What I’ve learnt from my experience is that something’s got to give, and it’s more often design, not code that gets compromised – When someone’s doing design and development, higher chance that they would spend more time coding than engaging in activities to understand the users, and validate their designs. I would really like to know how many designers who code are able to get the time in even running usability tests, or analyzing site usage analytics to validate their designs. There’s a higher chance that a designer who focuses on just design has a system in place to constantly refine the interactions based on qualitative and quantitative feedback. I am basing this inference out of my interactions with friends in the field; it would be interesting to do a formal survey on this.
Some have made a good case for designers to code based on what Silicon Valley start-ups are asking for in their job descriptions. I get why sometimes working backwards from job descriptions can help someone who is starting off in their career, but, if job descriptions were a way to go, then agile and lean development would not be where they are today. Settling for lower quality of experiences because an employer wants to get two for the price of one is not where I want to go.

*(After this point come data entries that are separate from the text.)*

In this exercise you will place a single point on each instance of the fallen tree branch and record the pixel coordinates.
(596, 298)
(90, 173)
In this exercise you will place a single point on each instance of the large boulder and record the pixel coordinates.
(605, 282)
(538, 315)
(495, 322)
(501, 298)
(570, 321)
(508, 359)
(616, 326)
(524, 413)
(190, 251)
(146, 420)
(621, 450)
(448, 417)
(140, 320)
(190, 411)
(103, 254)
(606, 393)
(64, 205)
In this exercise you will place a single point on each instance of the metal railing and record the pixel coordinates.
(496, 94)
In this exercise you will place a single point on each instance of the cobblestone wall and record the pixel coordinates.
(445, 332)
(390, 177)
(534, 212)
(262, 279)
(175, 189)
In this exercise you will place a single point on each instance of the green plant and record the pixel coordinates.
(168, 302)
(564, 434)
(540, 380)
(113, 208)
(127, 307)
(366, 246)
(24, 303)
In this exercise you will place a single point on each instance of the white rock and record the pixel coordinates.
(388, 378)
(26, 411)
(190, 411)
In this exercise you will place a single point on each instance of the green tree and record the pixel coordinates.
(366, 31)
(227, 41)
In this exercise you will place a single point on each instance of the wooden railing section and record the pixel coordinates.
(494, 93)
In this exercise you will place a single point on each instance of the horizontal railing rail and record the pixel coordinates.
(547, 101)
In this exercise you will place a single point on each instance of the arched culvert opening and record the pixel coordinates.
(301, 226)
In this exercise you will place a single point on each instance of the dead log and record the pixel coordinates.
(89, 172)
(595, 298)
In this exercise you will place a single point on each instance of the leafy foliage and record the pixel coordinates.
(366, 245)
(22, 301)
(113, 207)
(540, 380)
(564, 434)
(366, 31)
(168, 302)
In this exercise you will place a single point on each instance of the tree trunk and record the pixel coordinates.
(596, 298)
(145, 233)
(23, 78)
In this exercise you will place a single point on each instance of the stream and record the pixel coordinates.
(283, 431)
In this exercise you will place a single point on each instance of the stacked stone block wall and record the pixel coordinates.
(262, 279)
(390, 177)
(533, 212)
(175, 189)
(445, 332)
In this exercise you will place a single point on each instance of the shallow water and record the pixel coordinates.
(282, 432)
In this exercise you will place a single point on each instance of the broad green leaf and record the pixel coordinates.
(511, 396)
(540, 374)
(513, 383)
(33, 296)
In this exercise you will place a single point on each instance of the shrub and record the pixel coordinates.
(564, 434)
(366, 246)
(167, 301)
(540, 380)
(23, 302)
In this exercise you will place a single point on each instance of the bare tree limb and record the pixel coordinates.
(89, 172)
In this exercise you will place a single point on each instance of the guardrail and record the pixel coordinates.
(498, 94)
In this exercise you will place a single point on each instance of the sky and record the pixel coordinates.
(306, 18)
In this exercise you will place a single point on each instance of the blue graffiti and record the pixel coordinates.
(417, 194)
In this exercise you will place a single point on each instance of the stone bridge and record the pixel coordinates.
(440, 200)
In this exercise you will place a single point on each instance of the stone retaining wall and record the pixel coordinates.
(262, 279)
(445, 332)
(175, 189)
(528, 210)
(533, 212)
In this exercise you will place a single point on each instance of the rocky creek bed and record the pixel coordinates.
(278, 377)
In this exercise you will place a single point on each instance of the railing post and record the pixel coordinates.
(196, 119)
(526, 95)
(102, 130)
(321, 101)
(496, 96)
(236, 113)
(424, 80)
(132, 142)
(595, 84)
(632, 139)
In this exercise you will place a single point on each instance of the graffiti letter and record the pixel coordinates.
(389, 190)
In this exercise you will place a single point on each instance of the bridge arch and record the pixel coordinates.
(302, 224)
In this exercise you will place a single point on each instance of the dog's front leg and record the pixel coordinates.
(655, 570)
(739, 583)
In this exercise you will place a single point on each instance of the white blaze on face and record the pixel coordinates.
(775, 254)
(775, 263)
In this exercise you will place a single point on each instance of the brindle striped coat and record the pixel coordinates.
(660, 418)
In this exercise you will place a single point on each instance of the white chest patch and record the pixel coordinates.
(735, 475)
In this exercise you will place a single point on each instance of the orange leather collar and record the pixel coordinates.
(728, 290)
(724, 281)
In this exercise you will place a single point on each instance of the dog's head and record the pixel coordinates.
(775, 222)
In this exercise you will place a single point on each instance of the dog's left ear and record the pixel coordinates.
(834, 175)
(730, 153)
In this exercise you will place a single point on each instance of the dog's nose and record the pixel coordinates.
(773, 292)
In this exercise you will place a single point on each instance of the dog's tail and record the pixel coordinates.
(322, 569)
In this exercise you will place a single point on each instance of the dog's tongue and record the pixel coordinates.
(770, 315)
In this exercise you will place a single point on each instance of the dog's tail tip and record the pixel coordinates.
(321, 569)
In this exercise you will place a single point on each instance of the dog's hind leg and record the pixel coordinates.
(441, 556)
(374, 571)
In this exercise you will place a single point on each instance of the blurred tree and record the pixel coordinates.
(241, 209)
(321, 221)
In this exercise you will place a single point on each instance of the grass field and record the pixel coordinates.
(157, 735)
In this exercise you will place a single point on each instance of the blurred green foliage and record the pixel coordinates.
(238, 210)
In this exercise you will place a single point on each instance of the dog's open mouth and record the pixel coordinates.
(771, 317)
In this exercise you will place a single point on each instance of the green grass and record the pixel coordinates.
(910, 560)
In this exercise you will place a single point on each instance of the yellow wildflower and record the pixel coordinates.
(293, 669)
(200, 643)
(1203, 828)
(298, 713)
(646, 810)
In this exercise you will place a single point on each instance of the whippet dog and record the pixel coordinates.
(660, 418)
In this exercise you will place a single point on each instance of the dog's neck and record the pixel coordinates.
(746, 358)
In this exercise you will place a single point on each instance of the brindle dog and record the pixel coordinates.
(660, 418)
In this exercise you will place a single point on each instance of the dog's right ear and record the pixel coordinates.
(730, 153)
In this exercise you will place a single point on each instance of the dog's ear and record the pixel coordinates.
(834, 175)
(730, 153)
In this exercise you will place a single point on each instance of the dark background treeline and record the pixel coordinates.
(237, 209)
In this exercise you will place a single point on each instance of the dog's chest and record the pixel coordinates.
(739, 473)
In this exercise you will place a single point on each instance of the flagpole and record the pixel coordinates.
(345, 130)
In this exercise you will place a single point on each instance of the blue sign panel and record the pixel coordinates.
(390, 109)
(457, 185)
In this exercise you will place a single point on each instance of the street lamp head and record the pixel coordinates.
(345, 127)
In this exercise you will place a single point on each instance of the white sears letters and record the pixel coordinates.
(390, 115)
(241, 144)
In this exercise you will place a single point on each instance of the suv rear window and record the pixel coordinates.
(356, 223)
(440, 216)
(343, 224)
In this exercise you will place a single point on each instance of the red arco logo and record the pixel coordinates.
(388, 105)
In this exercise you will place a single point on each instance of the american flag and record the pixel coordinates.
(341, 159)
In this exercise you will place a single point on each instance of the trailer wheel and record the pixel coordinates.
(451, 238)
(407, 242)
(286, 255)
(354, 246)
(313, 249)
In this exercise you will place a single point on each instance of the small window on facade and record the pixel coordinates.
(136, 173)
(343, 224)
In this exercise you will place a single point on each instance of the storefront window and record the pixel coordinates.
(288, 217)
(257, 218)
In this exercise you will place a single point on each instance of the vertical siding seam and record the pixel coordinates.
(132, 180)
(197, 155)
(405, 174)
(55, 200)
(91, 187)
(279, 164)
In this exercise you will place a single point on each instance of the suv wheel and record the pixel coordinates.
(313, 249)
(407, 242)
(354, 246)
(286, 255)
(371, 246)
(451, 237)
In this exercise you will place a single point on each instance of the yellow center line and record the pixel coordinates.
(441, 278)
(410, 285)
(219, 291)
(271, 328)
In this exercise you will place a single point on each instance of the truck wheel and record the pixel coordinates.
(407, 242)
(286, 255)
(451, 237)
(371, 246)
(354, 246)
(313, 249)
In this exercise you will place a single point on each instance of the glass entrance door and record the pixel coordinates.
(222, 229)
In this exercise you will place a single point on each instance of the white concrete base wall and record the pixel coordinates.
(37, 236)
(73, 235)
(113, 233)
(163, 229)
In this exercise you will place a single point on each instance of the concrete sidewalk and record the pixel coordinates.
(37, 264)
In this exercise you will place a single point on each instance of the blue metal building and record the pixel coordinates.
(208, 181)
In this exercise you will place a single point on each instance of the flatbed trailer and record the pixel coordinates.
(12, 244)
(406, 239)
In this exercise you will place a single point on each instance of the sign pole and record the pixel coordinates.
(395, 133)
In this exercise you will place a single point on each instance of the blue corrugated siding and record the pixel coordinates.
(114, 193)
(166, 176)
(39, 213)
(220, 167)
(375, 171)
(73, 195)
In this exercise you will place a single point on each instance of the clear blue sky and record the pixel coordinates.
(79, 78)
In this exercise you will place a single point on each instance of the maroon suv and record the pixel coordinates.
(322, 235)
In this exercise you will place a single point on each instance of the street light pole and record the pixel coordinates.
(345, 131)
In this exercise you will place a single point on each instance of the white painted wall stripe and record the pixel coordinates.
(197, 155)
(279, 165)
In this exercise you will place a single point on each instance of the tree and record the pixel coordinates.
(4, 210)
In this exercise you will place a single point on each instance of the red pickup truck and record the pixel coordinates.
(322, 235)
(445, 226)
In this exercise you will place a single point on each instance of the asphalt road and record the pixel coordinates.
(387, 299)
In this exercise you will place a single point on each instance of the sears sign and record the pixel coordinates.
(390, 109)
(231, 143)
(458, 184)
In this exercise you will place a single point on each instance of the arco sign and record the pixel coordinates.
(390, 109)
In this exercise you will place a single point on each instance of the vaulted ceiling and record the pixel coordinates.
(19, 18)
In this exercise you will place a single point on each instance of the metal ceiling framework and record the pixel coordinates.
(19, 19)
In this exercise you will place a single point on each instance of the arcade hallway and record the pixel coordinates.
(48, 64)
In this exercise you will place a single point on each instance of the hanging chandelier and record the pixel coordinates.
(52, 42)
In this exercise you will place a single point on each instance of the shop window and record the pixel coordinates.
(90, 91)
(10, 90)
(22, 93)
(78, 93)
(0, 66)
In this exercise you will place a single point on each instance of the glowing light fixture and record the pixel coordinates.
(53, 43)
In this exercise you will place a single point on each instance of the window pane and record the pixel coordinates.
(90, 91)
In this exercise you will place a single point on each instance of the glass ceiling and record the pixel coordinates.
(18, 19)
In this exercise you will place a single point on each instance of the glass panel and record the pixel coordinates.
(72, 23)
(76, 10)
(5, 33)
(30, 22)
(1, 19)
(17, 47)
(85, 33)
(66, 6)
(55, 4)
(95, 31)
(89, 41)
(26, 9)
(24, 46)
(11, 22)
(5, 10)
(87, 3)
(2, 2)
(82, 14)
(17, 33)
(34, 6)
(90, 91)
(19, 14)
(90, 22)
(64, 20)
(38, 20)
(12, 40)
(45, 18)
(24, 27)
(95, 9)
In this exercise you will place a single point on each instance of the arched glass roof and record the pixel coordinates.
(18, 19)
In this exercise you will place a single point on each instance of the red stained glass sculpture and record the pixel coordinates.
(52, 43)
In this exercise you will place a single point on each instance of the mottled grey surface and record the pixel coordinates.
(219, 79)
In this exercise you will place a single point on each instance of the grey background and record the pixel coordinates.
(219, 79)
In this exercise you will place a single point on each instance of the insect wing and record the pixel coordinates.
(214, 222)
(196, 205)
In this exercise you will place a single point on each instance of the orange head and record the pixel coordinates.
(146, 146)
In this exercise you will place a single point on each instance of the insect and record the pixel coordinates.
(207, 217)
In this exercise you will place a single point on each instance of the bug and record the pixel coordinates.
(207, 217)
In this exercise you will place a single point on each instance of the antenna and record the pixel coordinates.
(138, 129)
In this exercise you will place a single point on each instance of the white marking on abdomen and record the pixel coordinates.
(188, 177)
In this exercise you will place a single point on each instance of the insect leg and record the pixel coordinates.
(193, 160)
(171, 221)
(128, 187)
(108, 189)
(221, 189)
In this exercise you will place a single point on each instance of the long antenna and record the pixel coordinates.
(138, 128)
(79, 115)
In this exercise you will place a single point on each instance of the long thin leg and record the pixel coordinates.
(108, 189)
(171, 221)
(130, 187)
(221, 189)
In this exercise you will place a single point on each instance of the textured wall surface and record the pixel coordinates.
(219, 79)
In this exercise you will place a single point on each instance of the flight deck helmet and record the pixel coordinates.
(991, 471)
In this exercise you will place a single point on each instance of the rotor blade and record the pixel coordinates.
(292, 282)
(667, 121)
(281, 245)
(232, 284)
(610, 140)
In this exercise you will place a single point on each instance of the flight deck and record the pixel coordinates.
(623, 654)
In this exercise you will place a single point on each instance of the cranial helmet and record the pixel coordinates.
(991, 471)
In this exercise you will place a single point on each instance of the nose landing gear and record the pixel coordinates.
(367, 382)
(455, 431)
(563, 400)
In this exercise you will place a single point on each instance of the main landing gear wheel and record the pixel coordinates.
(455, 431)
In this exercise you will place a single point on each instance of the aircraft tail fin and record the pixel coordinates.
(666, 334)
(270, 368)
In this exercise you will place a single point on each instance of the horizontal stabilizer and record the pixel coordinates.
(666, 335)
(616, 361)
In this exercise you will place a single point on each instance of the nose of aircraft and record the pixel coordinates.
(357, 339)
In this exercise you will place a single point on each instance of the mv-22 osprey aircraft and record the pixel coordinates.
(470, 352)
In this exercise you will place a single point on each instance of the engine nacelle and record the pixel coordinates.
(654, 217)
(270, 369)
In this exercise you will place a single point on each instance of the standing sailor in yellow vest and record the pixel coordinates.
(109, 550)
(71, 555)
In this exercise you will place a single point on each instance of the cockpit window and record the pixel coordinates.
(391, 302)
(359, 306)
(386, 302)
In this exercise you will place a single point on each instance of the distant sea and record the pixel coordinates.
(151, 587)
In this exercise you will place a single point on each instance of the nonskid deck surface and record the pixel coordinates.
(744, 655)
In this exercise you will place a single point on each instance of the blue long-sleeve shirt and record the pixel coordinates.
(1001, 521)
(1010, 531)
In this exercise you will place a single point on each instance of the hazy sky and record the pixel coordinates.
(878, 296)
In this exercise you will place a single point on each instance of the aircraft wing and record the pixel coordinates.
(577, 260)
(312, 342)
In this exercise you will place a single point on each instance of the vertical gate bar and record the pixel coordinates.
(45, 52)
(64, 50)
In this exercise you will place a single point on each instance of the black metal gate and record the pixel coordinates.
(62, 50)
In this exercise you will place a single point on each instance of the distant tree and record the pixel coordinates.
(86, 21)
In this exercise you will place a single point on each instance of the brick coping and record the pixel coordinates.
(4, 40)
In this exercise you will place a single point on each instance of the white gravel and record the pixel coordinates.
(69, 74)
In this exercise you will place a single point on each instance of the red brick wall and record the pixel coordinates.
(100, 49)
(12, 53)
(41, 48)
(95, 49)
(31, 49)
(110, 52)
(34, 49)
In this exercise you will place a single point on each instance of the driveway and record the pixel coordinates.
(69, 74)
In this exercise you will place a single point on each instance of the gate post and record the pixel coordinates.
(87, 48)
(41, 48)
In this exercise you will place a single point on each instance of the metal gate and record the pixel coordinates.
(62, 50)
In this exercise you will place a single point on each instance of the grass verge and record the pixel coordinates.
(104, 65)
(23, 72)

Being a believer and practitioner of empathic design, I look to build a team of designers that is committed to understanding the user and the context of usage, ideate through a variety of designs, facilitate collaborative design with the team, take the effort to get feedback on the product from users, find innovative ways of creating a faster feedback loop. Whether they come with coding skills or not is immaterial to me, I would rather that they have the right attitude in collaborating with developers.